1. Download the JDBC drivers
The very first step is of course to download the latest Cloudera JDBC drivers from their website. Extract the downloaded zip file and you will see two other zip files containing the JDBC JAR files - ImpalaJDBC4.jar and ImpalaJDBC41.jar.
For this blog, I am using version 2.6.4 and ImpalaJDBC41.jar driver.
2. TLS Certificate Truststore
If you cluster has TLS enabled, you will need to have the root and intermediate CA certificates in Java keystore format as your truststore.
3. Create a New Connection in DBeaver
Start DBeaver on your laptop and create a new connection:
Navigate to Hadoop and select Cloudera Impala:
Enter the following information as shown in the following screenshot:
- Host - hostname of the Impala daemon (coordinator), or the load balancer if there is one. The hostname has to be fully qualified (FQDN) for Kerberos to work.
- Database/Schema - the name of the Impala database to connect to.
We also need to configure the JDBC connection string to include the Kerberos and TLS properties. Click on "Connection Properties" and add the properties as shown in the screenshot below:
- AuthMech - the authentication mechanism to use. Value of 1 indicates Kerberos.
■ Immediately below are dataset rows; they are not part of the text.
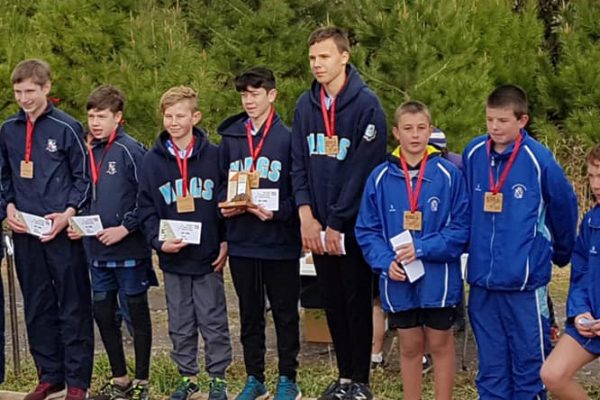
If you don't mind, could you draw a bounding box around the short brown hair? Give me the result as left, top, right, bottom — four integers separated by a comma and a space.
85, 85, 125, 114
160, 86, 198, 114
586, 145, 600, 165
486, 85, 529, 119
308, 26, 350, 53
394, 100, 431, 126
10, 58, 52, 86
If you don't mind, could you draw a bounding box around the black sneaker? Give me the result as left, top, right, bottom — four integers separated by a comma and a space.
319, 380, 350, 400
346, 382, 373, 400
422, 354, 433, 375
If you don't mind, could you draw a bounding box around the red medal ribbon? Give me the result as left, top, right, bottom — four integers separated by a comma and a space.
25, 117, 34, 163
88, 129, 117, 186
400, 151, 429, 213
487, 133, 523, 194
171, 137, 196, 197
246, 107, 275, 171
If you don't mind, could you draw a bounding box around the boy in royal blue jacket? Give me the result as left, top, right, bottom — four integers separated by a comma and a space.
219, 67, 302, 400
356, 101, 469, 400
541, 146, 600, 399
68, 86, 158, 400
138, 86, 231, 400
463, 85, 577, 399
292, 27, 386, 400
0, 59, 94, 400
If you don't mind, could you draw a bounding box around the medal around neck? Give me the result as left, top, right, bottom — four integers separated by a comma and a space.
219, 171, 254, 208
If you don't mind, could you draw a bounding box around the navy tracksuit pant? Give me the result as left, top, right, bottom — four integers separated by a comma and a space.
13, 232, 94, 389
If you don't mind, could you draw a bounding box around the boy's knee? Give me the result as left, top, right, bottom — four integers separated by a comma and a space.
540, 362, 570, 391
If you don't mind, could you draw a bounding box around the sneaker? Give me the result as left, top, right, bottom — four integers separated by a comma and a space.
346, 382, 373, 400
171, 376, 200, 400
90, 379, 131, 400
65, 387, 87, 400
129, 383, 150, 400
23, 382, 65, 400
319, 380, 350, 400
423, 354, 433, 375
208, 376, 227, 400
235, 375, 269, 400
274, 375, 302, 400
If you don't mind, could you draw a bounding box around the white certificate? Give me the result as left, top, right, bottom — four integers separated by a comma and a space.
158, 219, 202, 244
321, 231, 346, 256
69, 215, 104, 236
252, 189, 279, 211
17, 211, 52, 237
390, 231, 425, 283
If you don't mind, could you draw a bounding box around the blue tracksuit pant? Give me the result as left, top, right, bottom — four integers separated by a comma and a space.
13, 232, 94, 388
469, 286, 550, 400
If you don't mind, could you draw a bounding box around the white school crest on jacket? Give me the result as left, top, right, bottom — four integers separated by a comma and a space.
46, 139, 58, 153
106, 161, 117, 175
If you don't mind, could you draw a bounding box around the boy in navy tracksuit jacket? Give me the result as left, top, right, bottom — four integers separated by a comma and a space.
138, 86, 231, 400
68, 86, 158, 400
356, 101, 469, 399
541, 146, 600, 399
292, 27, 386, 399
219, 67, 301, 400
0, 60, 94, 400
463, 85, 577, 399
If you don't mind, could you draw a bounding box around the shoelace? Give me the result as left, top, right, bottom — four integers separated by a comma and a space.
131, 385, 146, 400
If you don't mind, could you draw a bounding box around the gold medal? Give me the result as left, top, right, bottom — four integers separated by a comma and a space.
248, 171, 260, 189
483, 192, 502, 213
177, 194, 196, 214
404, 211, 423, 231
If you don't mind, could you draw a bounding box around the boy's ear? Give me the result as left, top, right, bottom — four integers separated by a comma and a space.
267, 89, 278, 103
518, 114, 529, 129
192, 111, 202, 125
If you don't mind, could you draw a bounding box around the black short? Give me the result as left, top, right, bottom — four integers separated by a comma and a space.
388, 307, 456, 331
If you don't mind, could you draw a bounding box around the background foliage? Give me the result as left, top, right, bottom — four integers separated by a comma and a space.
0, 0, 600, 151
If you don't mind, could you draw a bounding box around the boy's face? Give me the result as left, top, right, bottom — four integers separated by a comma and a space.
163, 100, 202, 139
88, 108, 123, 140
588, 161, 600, 203
485, 107, 529, 147
240, 86, 277, 119
392, 113, 433, 156
13, 79, 52, 116
308, 38, 350, 85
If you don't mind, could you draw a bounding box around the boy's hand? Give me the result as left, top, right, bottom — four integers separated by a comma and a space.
160, 239, 187, 253
221, 207, 246, 218
388, 261, 406, 282
40, 207, 76, 243
212, 242, 227, 272
325, 227, 342, 256
298, 205, 325, 255
248, 205, 273, 222
396, 243, 417, 264
6, 203, 27, 233
575, 312, 600, 338
96, 225, 129, 246
67, 225, 83, 240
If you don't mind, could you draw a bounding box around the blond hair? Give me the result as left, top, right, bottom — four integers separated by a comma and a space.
160, 86, 198, 114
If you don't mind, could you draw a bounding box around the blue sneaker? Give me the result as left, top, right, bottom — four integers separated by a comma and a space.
274, 375, 302, 400
171, 376, 200, 400
235, 375, 269, 400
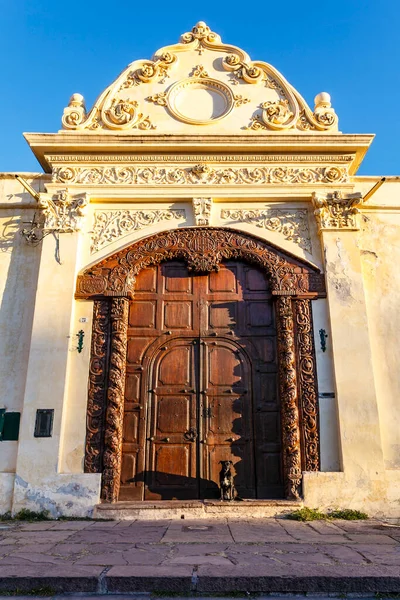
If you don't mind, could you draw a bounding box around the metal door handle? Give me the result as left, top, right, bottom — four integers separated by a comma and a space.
183, 427, 197, 442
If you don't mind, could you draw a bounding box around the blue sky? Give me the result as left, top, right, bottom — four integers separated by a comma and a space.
0, 0, 400, 175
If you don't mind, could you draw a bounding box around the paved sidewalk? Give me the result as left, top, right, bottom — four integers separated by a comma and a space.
0, 518, 400, 595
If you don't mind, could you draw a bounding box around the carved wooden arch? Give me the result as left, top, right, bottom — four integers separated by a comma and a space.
76, 227, 325, 502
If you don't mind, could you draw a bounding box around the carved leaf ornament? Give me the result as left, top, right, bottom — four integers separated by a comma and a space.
76, 227, 325, 298
62, 21, 338, 133
83, 227, 325, 502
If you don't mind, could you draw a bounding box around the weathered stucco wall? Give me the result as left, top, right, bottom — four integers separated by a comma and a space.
0, 174, 43, 496
360, 192, 400, 469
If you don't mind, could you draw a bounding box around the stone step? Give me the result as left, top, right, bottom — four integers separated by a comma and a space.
93, 500, 303, 521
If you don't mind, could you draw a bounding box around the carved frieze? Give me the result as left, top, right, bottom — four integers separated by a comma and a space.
221, 208, 312, 254
77, 227, 325, 298
192, 198, 212, 225
90, 209, 186, 254
277, 296, 302, 499
53, 163, 348, 186
313, 191, 362, 231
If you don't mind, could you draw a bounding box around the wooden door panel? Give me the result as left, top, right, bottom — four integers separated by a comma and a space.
145, 338, 198, 500
120, 261, 283, 500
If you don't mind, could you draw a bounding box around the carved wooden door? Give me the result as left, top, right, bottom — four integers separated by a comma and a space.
120, 261, 283, 500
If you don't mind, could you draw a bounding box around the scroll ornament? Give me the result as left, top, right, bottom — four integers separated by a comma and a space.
192, 198, 212, 225
313, 191, 362, 231
38, 189, 88, 233
90, 209, 186, 254
221, 208, 312, 254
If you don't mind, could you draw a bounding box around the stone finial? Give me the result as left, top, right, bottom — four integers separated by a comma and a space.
314, 92, 338, 127
62, 94, 86, 129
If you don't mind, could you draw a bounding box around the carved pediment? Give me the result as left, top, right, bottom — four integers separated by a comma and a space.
62, 22, 338, 134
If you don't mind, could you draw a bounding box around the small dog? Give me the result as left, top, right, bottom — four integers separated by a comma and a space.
219, 460, 236, 500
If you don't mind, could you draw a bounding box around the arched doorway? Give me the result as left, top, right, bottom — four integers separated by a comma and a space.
77, 228, 325, 502
119, 260, 283, 500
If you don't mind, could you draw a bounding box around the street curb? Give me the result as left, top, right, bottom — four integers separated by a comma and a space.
0, 572, 400, 596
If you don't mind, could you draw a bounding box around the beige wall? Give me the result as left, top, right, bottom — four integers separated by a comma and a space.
0, 172, 400, 515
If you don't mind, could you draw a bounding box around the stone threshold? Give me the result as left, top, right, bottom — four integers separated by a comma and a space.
0, 565, 400, 598
93, 500, 303, 520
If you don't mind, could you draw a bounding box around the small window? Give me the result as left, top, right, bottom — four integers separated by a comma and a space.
0, 408, 21, 442
34, 408, 54, 437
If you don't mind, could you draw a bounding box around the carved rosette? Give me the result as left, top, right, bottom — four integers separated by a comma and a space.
102, 298, 129, 502
192, 198, 212, 225
76, 227, 325, 298
277, 296, 302, 499
312, 191, 362, 231
84, 300, 110, 473
295, 299, 320, 471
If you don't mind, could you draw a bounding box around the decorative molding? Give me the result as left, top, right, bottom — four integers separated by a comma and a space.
101, 298, 129, 502
38, 189, 89, 233
84, 299, 110, 473
277, 296, 302, 499
45, 153, 354, 166
192, 198, 212, 225
221, 208, 312, 254
76, 227, 325, 298
53, 163, 349, 186
62, 21, 338, 132
294, 299, 320, 471
312, 191, 362, 231
90, 209, 186, 254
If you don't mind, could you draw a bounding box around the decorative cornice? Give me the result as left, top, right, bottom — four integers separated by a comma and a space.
90, 209, 186, 254
192, 198, 212, 225
312, 191, 362, 231
221, 208, 312, 254
53, 163, 348, 186
45, 153, 354, 166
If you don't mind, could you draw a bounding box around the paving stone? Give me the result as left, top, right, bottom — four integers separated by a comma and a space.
5, 530, 73, 545
308, 521, 343, 535
163, 554, 232, 567
0, 564, 103, 593
104, 565, 193, 593
318, 544, 368, 565
123, 546, 169, 565
18, 521, 56, 531
347, 533, 398, 544
162, 520, 233, 543
0, 552, 66, 567
352, 544, 400, 572
48, 521, 95, 531
229, 521, 291, 543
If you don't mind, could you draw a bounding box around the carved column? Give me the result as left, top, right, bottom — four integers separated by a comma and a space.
101, 297, 129, 502
85, 300, 110, 473
277, 296, 301, 499
294, 299, 320, 471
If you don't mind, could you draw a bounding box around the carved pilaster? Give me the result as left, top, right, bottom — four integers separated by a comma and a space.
277, 296, 302, 499
313, 191, 362, 232
192, 198, 212, 225
85, 300, 110, 473
295, 299, 320, 471
102, 297, 129, 502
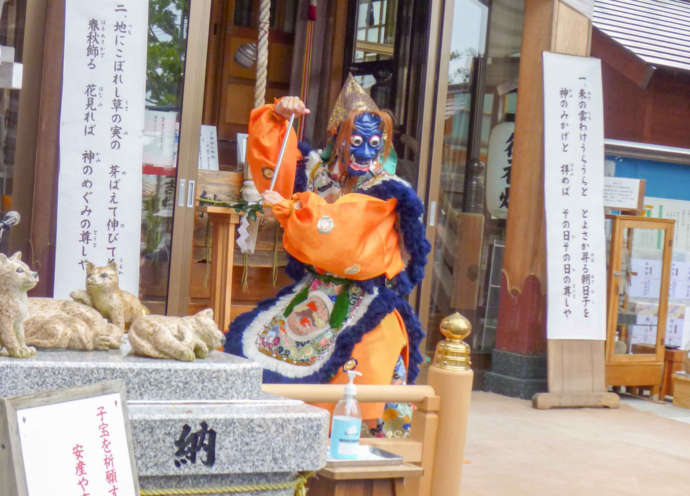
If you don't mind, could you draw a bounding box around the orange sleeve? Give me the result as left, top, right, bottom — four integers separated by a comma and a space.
266, 196, 297, 227
247, 105, 299, 198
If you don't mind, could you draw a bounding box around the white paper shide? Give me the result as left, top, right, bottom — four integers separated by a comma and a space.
544, 52, 606, 340
54, 0, 148, 298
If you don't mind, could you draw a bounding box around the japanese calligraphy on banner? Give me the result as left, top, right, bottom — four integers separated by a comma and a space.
54, 0, 148, 298
543, 52, 606, 340
486, 121, 515, 219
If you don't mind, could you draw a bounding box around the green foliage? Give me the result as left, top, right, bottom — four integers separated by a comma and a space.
146, 0, 189, 108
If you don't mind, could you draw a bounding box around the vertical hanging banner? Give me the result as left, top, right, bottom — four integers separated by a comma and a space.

- KrbHostFQDN - the hostname in FQDN that you are connecting to. This should be the FQDN of the load balancer if you are connecting via the load balancer.
- KrbRealm - Kerberos realm of the Cloudera cluster.
- KrbServiceName - the Kerberos service name. In this case it is impala.
- SSL - 1 if the Cloudera cluster has SSL/TLS enabled.
- SSLTrustStore - the path to the truststore in Java Keystore format that contains the root CA and any intermediate CA certificates (if any).
- SSLTrustStorePwd - the truststore password.
If you have gotten the properties right, click on the "Test Connection" and you should see that DBeaver is connected successfully. Remember that you need to kinit first to get a valid Kerberos ticket.
4. Troubleshooting
If for any reason you are having issues connecting with the JDBC driver, you can add the following properties to enable logging in the driver:
- LogLevel - set the value to 6.
- LogPath - the path to the directory where the driver will write the logs to.
A new log files will be created for each connection attempt with the filename Impala_connection_XX.log, where XX is an incrementing number.